Binary notation

This is a technical and essential mathematical page, explaining in detail how integers and rationals can be written in binary. Not all computer programming languages store numbers in the way described here, but most do. You will have to learn about the advantages and disadvantages.

1. Integers in binary

Computers typically store numbers in binary, also called base 2. This is because it is easy to design electronic circuits that are "on" (1) or "off" (0). A sequence of binary digits defines a natural number, just as a sequence of decimal digits does.

The idea is to assign values to the positions of the digits, the value $1$ or $2^{0}$ to the units position, the value $2$ or $2^{1}$ to the twos position (analogous to "tens"), the value $4$ or $2^{2}$ to the fours position (analogous to "hundreds"), and so on.

Example.

The binary number $10011$ is $1 \times 2^{4} + 0 \times 2^{3} + 0 \times 2^{2} + 1 \times 2^{1} + 1 \times 2^{0}$ which is written in decimal as 19.

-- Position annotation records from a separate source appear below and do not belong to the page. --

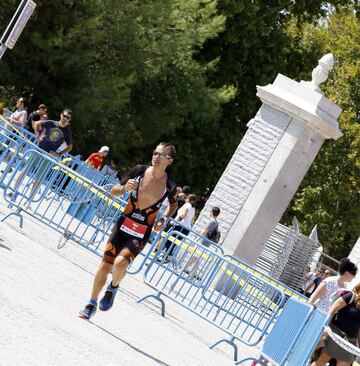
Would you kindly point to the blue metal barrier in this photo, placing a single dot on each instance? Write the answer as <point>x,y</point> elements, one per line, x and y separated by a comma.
<point>227,296</point>
<point>31,188</point>
<point>294,336</point>
<point>191,270</point>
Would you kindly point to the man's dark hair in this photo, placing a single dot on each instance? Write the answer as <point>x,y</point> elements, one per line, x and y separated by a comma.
<point>69,111</point>
<point>215,211</point>
<point>347,266</point>
<point>186,190</point>
<point>171,148</point>
<point>24,101</point>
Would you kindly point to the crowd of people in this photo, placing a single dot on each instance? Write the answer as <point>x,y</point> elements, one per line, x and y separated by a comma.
<point>151,190</point>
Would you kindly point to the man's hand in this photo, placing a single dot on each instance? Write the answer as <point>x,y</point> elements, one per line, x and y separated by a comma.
<point>54,153</point>
<point>131,185</point>
<point>159,224</point>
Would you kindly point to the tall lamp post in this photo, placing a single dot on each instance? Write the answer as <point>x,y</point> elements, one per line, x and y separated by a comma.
<point>16,25</point>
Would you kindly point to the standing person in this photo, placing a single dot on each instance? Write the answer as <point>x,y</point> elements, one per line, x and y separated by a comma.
<point>149,186</point>
<point>312,281</point>
<point>327,274</point>
<point>186,216</point>
<point>211,230</point>
<point>19,117</point>
<point>321,296</point>
<point>53,134</point>
<point>110,170</point>
<point>345,314</point>
<point>96,159</point>
<point>36,116</point>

Nonnegative integers are usually stored like this on a computer.

There are two main conventions. The first is that the computer language only allows a fixed number of digits. C++ works like this. In fact the C++ standard doesn't say how many digits are available, but you can reasonably expect at least 31 binary digits. (The phrase "binary digit" is usually contracted to "bit".) Using 31 binary digits the biggest number that can be represented is $2^{0} + 2^{1} + \dots + 2^{30} = 2147483647$ . (The other convention, used in some languages, allows a variable amount of memory that grows as needed to be available. Such numbers are bounded by the amount of memory available to the computer, but this representation is noticeably much slower because of the overheads of allocating and using extra memory. It is available in C++ in an add-on package if needed.)

One way of representing negative numbers is to represent them as a sign digit (usually 0 for "+" and 1 for "-") together with a nonnegative number represented by a sequence of binary digits. This has a number of disadvantages, one being that you have two notations $+0$ and $-0$ for what is presumably the same number.

C++, like most computer systems, uses a very clever system call two's complement that is similar to this but rather faster and easier to calculate with when you understand it well.

Supposing there are 32 binary digits allocated for integer variables (as is common on many implementations of C++). Then the most significant digit does not represent $2^{31}$ as it would for nonnegative integers, but instead represents $- 2^{31}$ .

It is easier to see what is going on when we replace the number of digits, 32, by something smaller. Suppose we only allow 4 binary digits. Then the first eight numbers are

0000, 0001, 0010, 0011, 0100, 0101, 0110, 0111

for 0 to 7 inclusive. The next number, $1000$ represents ${-2}^{3}$ so is $-8$ . The one after that is $1001$ or ${-2}^{3} + 2^{0} = -7$ , and so on. So,

1000, 1001, 1010, 1011, 1100, 1101, 1110, 1111

are, in order, $-8,- 7,- 6,- 5,- 4,- 3,- 2,- 1$ .

This is how it's done in C++. It explains why (with 32 binary digits) C++ allows integers from $- 2^{31} = -2147483648$ to $2^{31} -1 = 2147483647$ . It also explains some curiosities such as why adding 1 to $2147483647$ gives $-2147483648$ . The main advantage of 2's complement is that it is faster and the same algorithms work for positive and negative numbers, a fact that you can take on trust or experiment with on your own.

2. Non-integral numbers

Before we start this section please discard the familiar and unfortunate terminology common in schools that "a decimal number is a number that is not an integer". This is clearly unhelpful. A "decimal number" (if the phrase means anything) is a number written in decimal, i.e. in base 10. Such numbers can certainly be integers. As you will see, a number that is not an integer can also be written in binary. But then of course it is not a decimal!

The "decimal point" is used to indicate the position of the units column where the digit has value multiplied by $10^{0}$ or $1$ . There is no reason why we can't have a "binary point" in binary to do the same thing. For example, a binary number like $101.101$ represents $2^{2} + 2^{0} + 2^{-1} + 2^{-3}$ which might be otherwise written as $5 \frac{5}{8}$ .

Binary numbers for familiar fractions can be calculated by doing long division. For example, to find the binary for $1 / 10$ one divides $1$ by $1010$ (the binary for 10) in binary. This sounds difficult but is in general much easier than it would be in decimal because the full multiplication table in binary is easy. It is just

0 \times 0 = 1 \times 0 = 0 \times 1 = 0

1 \times 1 = 1

Doing the long division gives the binary for $1 / 10$ as

0.0001100110011001100 \dots

Notice that $1 / 10$ is a recurring binary number. This means that for the usual system of binary representation, the computer will not be able to represent $1 / 10$ exactly. This frequently causes problems.

Exercise.

Show that the rational numbers that can be represented exactly in binary with a finite sequence of digits are precisely those of the form $\frac{x}{2^{y}}$ for integers $x, y$ .

Exercise.

Show that (like for base 10) the rational numbers are the numbers that can be written in binary with a repeating section of some fixed length.

We will come to how numbers like this are actually stored on the computer in C++ later.